Much of the training provided concerns the weaving of a story, and not the literal practice of English, because a moderate level of proficiency is required to enter. All of the members have read the novel “Mornings in Jenin” (Buchet Chastel, 2008), a family taleby Susan Abulhawa, which showed them how powerful telling small stories is in helping to tell the big story. "Outside the war, many have never considered other aspects of their lives to be interesting or important," says Bailey. “So we do sessions to explain how the most ordinary moments can become stories. One of the big challenges is to teach them to show, not to tell.” The group's website offers a fascinating sample of these stories, giving flesh to misfortune and showing all of the complexity of these young Palestinians, even if it is difficult for them to leave the framework of victimology.

Exploring their own taboos

One day, during a writing workshop, the group was asked to write a story in one line. Here is a sample.

“For sale: Gazan passport, never used. "

"They killed her; something has changed: the numbers. "

"Let's study. The electricity stops. "

"She decided to rot in bed. "

Karama Fadel

The American activist who founded the project would like to go further, to push them to explore their own taboos, such as the issue of depression or marriage among young girls.

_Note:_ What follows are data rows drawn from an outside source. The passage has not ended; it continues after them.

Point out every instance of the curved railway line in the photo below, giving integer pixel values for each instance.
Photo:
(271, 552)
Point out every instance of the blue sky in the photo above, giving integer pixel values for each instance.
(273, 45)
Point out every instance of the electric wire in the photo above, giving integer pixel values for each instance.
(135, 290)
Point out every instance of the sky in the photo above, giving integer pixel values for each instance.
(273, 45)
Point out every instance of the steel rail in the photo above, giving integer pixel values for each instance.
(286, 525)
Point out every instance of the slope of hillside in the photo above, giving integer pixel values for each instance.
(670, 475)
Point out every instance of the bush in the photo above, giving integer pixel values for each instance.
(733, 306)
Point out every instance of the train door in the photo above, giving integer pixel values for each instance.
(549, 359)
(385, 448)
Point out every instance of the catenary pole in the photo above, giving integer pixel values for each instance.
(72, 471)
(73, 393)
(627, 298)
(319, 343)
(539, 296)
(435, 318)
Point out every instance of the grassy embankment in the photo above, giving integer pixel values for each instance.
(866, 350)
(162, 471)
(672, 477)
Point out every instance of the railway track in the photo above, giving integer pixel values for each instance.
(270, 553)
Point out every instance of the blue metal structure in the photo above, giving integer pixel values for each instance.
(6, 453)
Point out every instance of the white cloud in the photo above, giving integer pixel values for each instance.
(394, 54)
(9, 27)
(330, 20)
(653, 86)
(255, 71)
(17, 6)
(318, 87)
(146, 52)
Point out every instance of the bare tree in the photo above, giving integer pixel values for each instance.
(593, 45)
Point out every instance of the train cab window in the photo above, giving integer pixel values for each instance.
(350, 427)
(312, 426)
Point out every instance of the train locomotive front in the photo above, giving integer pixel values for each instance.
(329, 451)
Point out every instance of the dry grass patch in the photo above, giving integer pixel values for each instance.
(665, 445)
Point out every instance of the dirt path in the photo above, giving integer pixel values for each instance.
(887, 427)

A graduate of Al-Azhar University in 2011, Karama Fadel comes from a broken family. Her father died when she was 5 years old. A brother has been living in Morocco for a long time. Through Skype, he tells her of his delightfully banal life. Her sister was able to reach Spain, where she applied for asylum. Karama works as an Arabic teacher for foreigners. A month ago, a decent young man asked for her hand. She did not refuse, but did not accept either. "My ambition is for now stronger than my desire to marry," she says. “Our society is very conservative. All my married friends do not do anything, they say they forgot the English we learned together. "

Learning through YouTube

Karama recently won the third prize in a blogger contest. She received a trophy and $200. But money is nothing compared to the feeling of pride. She had already experienced it with similar intensity when writing her first story for We Are Not Numbers. "I told the story of my aunt, the first and only woman bus driver in Gaza. She is my inspiration for courage. Aged 63, this aunt has never married. She wears jeans, runs a daycare and wants to embody the fragile possibility of emancipation for women in Gaza.”

Karama - "dignity" in Arabic - also has written about child labor and the powerlessness of the United Nations. It took her some time to get used to English. Her language learning was done primarily through YouTube videos. "At university, I wrote academically," she recalls. My mentors told me: "Think in English, write directly." Today, she admits to being very excited about the organization's new project: setting up a one-year journalism training.

Pam Bailey hopes she will eventually be able to transform some young people into real professionals, paid for as such. But she is sorely lacking funds. Especially since the group has also started to produce videos, which are expensive to produce. In one of these videos, we see a student, Yara Jouda, then we hear her voice. "I'm a girl who has no dreams, and maybe no future," she says, dropping a red rose on the floor. Yara Jouda then walks away in the middle of ruins.